Job Purpose and Summary
The Senior Site Reliability Engineer (SRE) will lead the transition from legacy mainframe systems to a cloud-based infrastructure. This role involves making key architectural decisions, designing and delivering essential platforms, and ensuring that cloud services operate effectively. The SRE will also investigate production issues, identify root causes, and develop long-term solutions.
Key Responsibilities
- Architectural Leadership: Drive architectural decisions, establish best practices, and deliver technical capabilities based on industry expertise.

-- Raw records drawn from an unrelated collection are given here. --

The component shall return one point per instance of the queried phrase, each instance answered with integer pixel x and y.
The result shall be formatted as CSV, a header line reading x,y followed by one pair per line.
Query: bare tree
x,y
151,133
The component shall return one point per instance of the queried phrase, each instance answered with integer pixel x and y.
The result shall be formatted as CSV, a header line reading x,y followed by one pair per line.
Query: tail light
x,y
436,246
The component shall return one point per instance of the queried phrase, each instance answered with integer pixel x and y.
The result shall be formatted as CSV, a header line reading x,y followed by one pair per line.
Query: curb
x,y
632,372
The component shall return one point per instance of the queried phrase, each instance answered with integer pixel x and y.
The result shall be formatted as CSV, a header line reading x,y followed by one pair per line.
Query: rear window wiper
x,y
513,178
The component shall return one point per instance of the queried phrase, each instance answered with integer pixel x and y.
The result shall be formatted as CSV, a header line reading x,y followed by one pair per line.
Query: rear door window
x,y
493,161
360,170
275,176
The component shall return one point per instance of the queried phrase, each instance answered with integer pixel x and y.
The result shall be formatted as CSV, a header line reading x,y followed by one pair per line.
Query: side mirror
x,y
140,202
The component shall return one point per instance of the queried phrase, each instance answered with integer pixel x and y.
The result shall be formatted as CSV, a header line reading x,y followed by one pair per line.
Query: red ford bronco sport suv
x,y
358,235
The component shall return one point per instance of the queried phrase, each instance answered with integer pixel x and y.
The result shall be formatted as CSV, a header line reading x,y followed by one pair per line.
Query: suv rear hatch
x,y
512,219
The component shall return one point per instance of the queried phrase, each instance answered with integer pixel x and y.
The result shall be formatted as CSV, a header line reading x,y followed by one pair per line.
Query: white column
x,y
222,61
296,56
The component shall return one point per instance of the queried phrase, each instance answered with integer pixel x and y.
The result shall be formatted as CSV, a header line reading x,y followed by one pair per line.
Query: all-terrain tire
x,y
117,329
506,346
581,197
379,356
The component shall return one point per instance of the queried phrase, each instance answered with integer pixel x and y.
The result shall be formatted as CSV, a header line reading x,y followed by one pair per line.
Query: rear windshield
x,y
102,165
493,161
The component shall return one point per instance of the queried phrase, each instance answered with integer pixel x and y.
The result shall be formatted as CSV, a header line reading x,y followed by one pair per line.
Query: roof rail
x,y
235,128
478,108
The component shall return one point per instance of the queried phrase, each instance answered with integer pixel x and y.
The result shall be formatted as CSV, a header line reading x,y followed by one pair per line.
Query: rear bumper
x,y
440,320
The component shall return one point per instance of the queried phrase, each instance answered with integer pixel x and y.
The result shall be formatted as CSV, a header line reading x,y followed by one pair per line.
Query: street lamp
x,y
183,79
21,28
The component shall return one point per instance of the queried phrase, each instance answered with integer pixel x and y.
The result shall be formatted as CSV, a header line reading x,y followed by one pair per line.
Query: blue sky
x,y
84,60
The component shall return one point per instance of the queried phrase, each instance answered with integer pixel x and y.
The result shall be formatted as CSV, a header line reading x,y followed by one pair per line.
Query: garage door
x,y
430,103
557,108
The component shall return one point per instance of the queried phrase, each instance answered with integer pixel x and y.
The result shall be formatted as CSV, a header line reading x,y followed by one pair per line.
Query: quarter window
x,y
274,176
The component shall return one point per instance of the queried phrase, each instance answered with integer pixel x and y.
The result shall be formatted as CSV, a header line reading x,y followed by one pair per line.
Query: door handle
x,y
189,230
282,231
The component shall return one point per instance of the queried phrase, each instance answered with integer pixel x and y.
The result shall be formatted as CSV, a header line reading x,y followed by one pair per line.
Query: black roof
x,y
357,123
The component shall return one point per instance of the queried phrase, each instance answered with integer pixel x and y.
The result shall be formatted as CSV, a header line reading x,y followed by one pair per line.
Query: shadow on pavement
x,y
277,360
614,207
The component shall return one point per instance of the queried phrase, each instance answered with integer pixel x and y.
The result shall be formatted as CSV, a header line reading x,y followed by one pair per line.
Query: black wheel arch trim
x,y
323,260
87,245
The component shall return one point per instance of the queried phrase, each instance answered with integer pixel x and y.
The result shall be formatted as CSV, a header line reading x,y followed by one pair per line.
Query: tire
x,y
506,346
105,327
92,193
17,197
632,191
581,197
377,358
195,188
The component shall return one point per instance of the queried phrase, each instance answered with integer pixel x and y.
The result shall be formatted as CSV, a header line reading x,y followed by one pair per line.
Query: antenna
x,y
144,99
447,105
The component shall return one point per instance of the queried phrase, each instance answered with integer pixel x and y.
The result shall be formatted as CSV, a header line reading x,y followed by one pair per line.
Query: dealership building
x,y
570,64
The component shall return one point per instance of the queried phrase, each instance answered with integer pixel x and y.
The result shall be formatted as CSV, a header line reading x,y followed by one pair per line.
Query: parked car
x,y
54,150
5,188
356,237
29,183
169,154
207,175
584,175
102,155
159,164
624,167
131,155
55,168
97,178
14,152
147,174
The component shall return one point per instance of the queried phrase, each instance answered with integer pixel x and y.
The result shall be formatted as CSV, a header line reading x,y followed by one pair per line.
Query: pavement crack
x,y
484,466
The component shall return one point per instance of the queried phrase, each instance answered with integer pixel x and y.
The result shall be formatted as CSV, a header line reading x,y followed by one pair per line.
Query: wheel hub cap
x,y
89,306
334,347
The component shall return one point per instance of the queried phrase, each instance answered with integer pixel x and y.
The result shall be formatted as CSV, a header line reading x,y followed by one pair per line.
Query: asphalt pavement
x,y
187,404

- Stakeholder Management: Manage customer expectations, influence technical decisions, and guide architectural principles while leading communities of practice in relevant technologies.
- Cloud Infrastructure Management: Engineer and support all aspects of the PHEAA AWS GovCloud, ensuring compliance with NIST 800-53, FedRamp, and Enterprise Architecture standards.
- Debugging Expertise: Take responsibility for debugging cloud-based distributed systems on AWS.
- Infrastructure as Code (IaC): Architect, engineer, and deliver solutions as IaC using Terraform alongside tools like Ansible.
- Performance Oversight: Lead the performance management of the AWS environment, including logging, monitoring, and reporting to meet compliance and audit requirements.
- CI/CD Support: Contribute to the development and support of CI/CD pipelines across various organizations.
- DevOps Culture: Champion an innovative DevOps mindset to guide PHEAA towards a cloud-native future.
- Cost Efficiency: Ensure that the cloud transformation delivers anticipated cost savings through strong architectural guidance and best practices.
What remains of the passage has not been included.